Hōdai Yamazaki (山崎方代, Yamazaki Hōdai) was a Japanese tanka poet active in Shōwa era Japan. His verses are characterized by the skillful use of colloquial language.

==Early life==
Hōdai was born in Kōfu city in Yamanashi Prefecture. He was interested in literature from childhood, and began writing tanka and short stories for newspapers and magazines just after completing elementary school. In 1939, he moved to Yokohama. While living with his sister, he published (at his own expense) a mimeographed version his first poetry anthology Banshō kuriawase ("At All Cost").

Hōdai was conscripted into the Imperial Japanese Army in 1941 and, in 1943, was blinded in his right eye during combat; his left eye was also badly affected.

==Literary career==
After the end of World War II, he resumed his creative activities, financing the publication of a tanka collection, Hōdai, in 1955. The work drew the attention of famed poet Yoshino Hideo, who took Hōdai in as his disciple. In 1971, he joined Okabe Keiichiro and others in bringing out the literary magazine Kanshō ("Temperate").

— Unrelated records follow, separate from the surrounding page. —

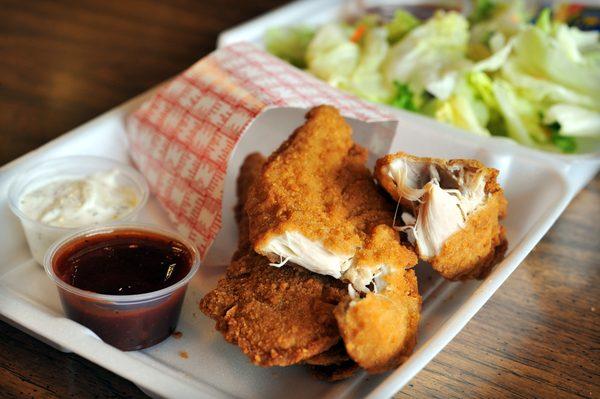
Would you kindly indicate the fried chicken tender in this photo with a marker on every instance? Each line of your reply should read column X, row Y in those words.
column 452, row 209
column 316, row 205
column 315, row 202
column 278, row 317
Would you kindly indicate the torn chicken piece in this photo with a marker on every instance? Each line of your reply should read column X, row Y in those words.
column 278, row 317
column 451, row 211
column 315, row 202
column 380, row 329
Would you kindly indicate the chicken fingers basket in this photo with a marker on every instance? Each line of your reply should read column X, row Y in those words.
column 322, row 276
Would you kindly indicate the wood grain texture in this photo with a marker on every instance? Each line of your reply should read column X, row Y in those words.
column 64, row 62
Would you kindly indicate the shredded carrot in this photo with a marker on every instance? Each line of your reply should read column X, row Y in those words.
column 358, row 33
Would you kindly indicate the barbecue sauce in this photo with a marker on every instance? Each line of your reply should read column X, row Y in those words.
column 124, row 262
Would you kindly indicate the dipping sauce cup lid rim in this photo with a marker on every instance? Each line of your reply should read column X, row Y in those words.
column 113, row 227
column 74, row 160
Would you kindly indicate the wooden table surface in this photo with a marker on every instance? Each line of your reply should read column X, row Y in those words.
column 64, row 62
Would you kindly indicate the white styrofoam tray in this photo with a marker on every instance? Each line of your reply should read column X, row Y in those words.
column 538, row 190
column 538, row 186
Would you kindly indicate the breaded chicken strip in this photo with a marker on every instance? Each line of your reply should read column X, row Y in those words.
column 315, row 204
column 278, row 317
column 452, row 210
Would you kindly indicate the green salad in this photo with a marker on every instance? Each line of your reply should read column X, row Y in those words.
column 497, row 72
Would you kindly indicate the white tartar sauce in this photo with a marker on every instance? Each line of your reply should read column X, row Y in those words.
column 78, row 202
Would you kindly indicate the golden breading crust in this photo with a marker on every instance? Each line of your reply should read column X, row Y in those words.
column 317, row 184
column 380, row 329
column 278, row 317
column 472, row 251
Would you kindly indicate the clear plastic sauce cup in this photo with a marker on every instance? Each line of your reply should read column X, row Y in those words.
column 128, row 322
column 40, row 235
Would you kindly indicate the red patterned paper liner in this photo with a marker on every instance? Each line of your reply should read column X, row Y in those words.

His other works include the anthologies Ubaguchi, Korogi and Kashō, and a collection of essays, Aojiso no hana (Shiso flower). He died in 1985 at the age of 70. A society in his honor was founded after his death and it continues to publish a magazine devoted to the study of his works.

Hōdai lived in Kamakura, Kanagawa prefecture from 1972 until his death, staying in a 4.5 tatami mat room lent to him by a friend, the proprietor of a local Chinese restaurant. His grave is in his home town of Kōfu, Yamanashi, but a memorial stone dedicated to Hōdai is located in the grounds of the temple of Zuisen-ji in Kamakura.